If an impregnated wood product bleeds or is staining after the impregnation e.g. because of the high moisture content of wood, the extra wood preservative can be removed from the surface layer of wood by re-vaporising or repeating the whole process otherwise in the same way as before but shortening the pressure phase to only a few minutes or without increasing the oil pressure. The aim is that the surface of wood is dry and non-staining. It is possible to choose those of the above-described treatment methods which are best suited for the wood species in question and the type of vegetable oil in the wood preservative. It should be also noted that in the impregnation can be used some other wood preservative than one containing crude tall oil or a suitable wood preservative can be processed from crude tall oil by inserting suitable additives in the crude tall oil which can be e.g. other vegetable oils suitable for preserving wood or other additives safe for the nature and human health.
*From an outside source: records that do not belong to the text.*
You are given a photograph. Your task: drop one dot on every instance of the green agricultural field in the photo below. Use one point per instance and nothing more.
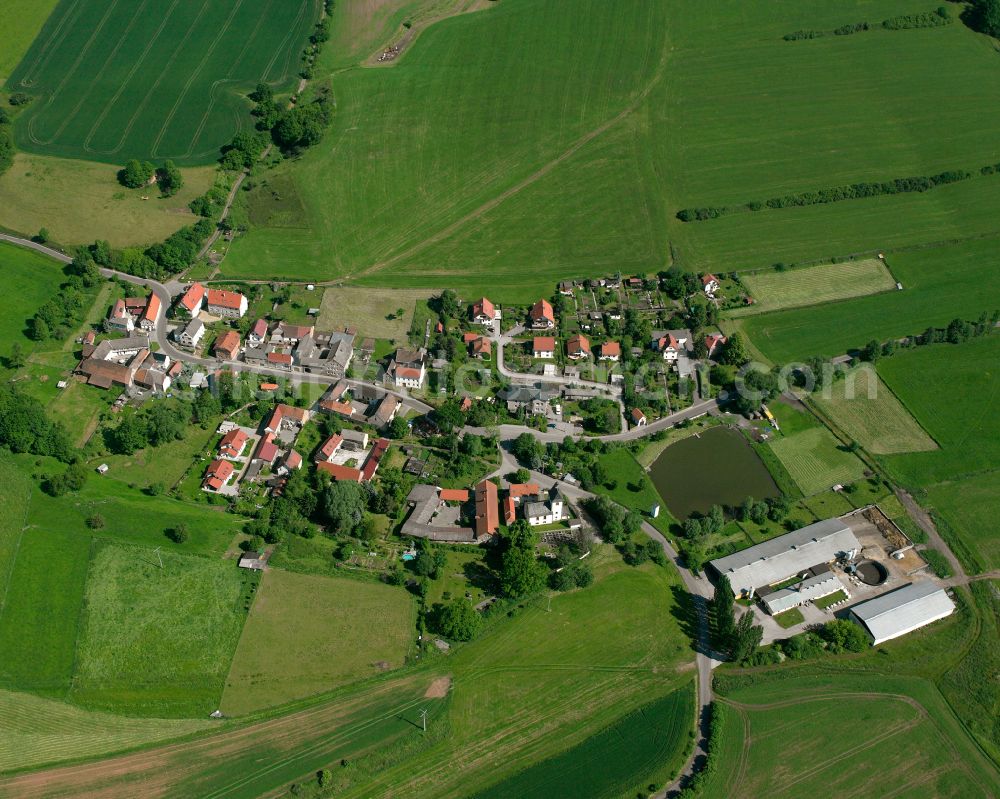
(373, 313)
(953, 391)
(939, 283)
(863, 407)
(157, 641)
(797, 737)
(644, 746)
(38, 625)
(39, 731)
(33, 278)
(503, 202)
(20, 21)
(809, 452)
(118, 82)
(307, 634)
(815, 285)
(80, 201)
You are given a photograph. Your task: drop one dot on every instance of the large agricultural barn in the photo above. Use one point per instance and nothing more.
(902, 611)
(774, 561)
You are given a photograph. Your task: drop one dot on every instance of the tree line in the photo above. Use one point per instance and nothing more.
(926, 19)
(853, 191)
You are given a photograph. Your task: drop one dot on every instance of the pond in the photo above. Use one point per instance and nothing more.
(717, 467)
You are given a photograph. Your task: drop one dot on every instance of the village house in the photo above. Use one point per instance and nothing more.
(408, 368)
(192, 333)
(544, 509)
(232, 444)
(150, 314)
(578, 347)
(543, 347)
(713, 341)
(611, 351)
(227, 346)
(487, 518)
(541, 315)
(219, 473)
(119, 319)
(257, 334)
(227, 304)
(193, 299)
(483, 312)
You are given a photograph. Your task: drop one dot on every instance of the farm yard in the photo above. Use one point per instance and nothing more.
(309, 633)
(117, 82)
(863, 407)
(815, 285)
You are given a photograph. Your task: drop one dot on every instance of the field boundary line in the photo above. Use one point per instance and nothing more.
(68, 117)
(193, 76)
(128, 78)
(149, 93)
(531, 179)
(44, 55)
(69, 74)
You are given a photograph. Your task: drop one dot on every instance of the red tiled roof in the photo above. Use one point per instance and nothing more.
(578, 344)
(338, 472)
(233, 442)
(374, 458)
(225, 299)
(487, 509)
(330, 446)
(483, 307)
(193, 296)
(543, 310)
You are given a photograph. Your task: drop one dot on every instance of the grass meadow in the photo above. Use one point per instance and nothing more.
(939, 283)
(643, 746)
(879, 423)
(118, 82)
(41, 613)
(809, 452)
(39, 731)
(815, 285)
(80, 201)
(157, 641)
(308, 633)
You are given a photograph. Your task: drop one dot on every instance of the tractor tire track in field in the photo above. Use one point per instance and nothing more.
(44, 55)
(128, 79)
(180, 48)
(70, 73)
(193, 77)
(67, 118)
(533, 178)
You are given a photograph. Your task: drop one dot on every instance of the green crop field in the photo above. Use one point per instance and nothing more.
(157, 641)
(20, 21)
(864, 408)
(631, 752)
(121, 81)
(307, 634)
(939, 283)
(817, 284)
(39, 731)
(810, 453)
(38, 626)
(797, 737)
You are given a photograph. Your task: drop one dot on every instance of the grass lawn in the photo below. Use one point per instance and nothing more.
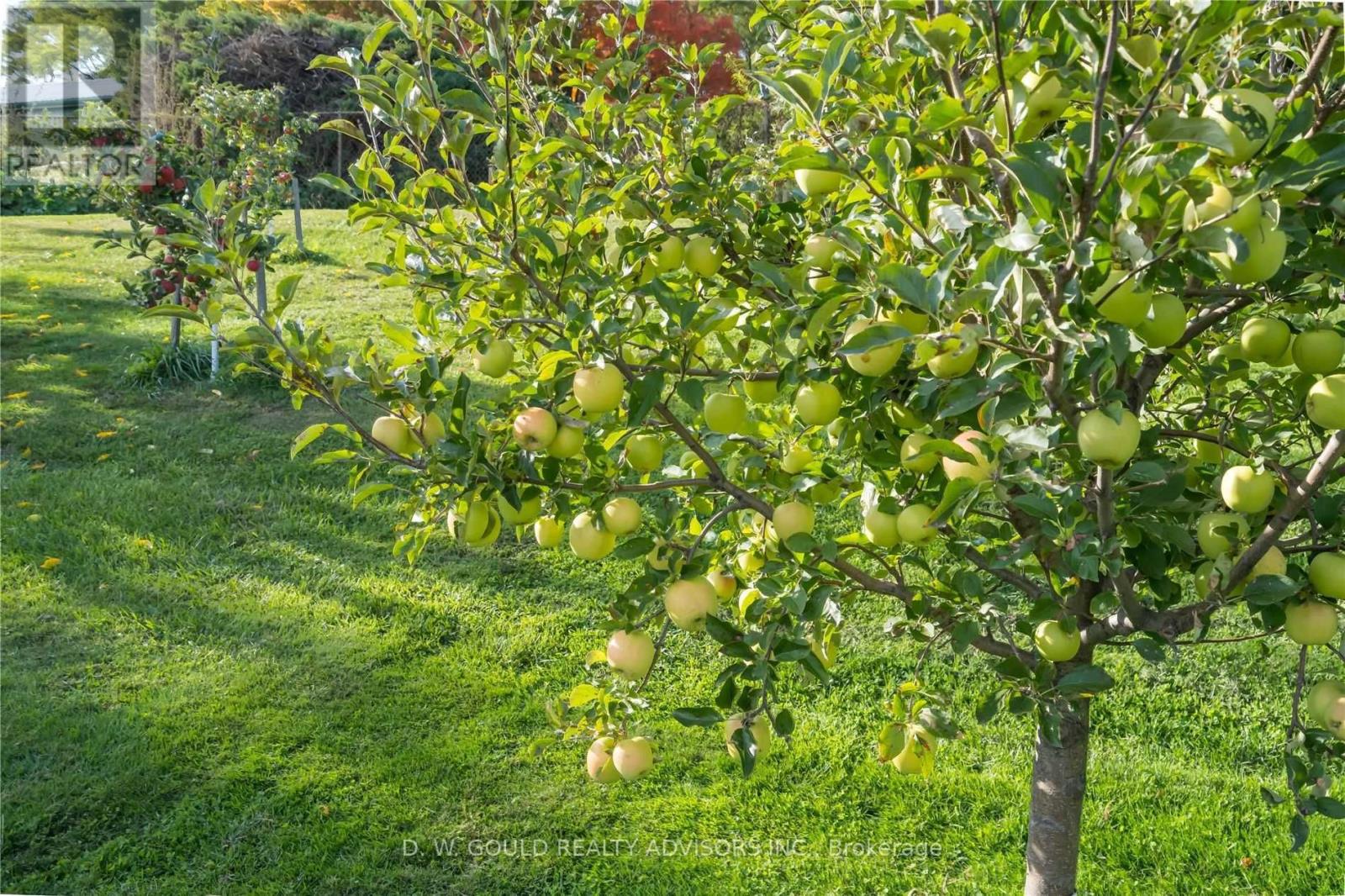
(229, 685)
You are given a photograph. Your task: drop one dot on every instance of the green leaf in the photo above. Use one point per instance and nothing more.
(874, 336)
(470, 103)
(831, 62)
(369, 492)
(1174, 127)
(699, 716)
(1084, 680)
(376, 38)
(307, 437)
(1264, 591)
The invention is not limited to the described advantageous embodiments, but it can vary within the scope of the inventive idea presented in the claims.

Claims

A method for pressure impregnating wood or wood products with a wood preservative without drying agents or agents causing polymerization, said wood preservative containing vegetable oils like: crude tall oil, resin and/or fatty acids separated from it or a mixture of these; in which method, before starting the pressure impregnation phasephase, said wood is heated so that at least a part of its inner parts is brought to a temperature of at least 50°C,
characterized by
forming, after said step of pressure impregnation, of a vacuum in the space surrounding said wood and simultaneously heating the surface layers of said wood by means of vapour to a temperature higher than the boiling point of water and maintaining this environment surrounding said wood at least 75 minutes in order to remove said wood preservative from the surface layers of said wood.
A method according to claim 1, characterized in that wood is impregnated with crude tall oil, resin and/or fatty acids separated from it or a mixture of these.
A method according to claim 1 or 2, characterized in that, after the pressure phase, the content of wood preservative on the surface layer of the wood is adjusted to less than 75% of the dry weight of wood.
A method according to any of claims 1-3-, characterized in that wood is impregnated in an impregnating chamber (1) which is heated to a temperature of over 50°C before conveying the wood preservative in the impregnating chamber.
A method according to claim 6, characterized in that into the impregnating chamber (1) is blown before starting the pressure phase compressed air heated to a temperature of over 50°C so that the pressure of the impregnating chamber increases above normal pressure.
A method according to claim 4 or 5, characterized in that hot vapor and/or hot air is circulated in the impregnating chamber before the pressure phase and/or after it.
A method according to any of claims 4-6, characterized in that the wood being impregnated and the wood preservative are heated before transferring them in the impregnating chamber (1).
A method according to any of claims 4-7, characterized in that after the pressure phase in the impregnating chamber (1) is conveyed hot saturated vapour for removing the wood preservative from the surface layers of wood.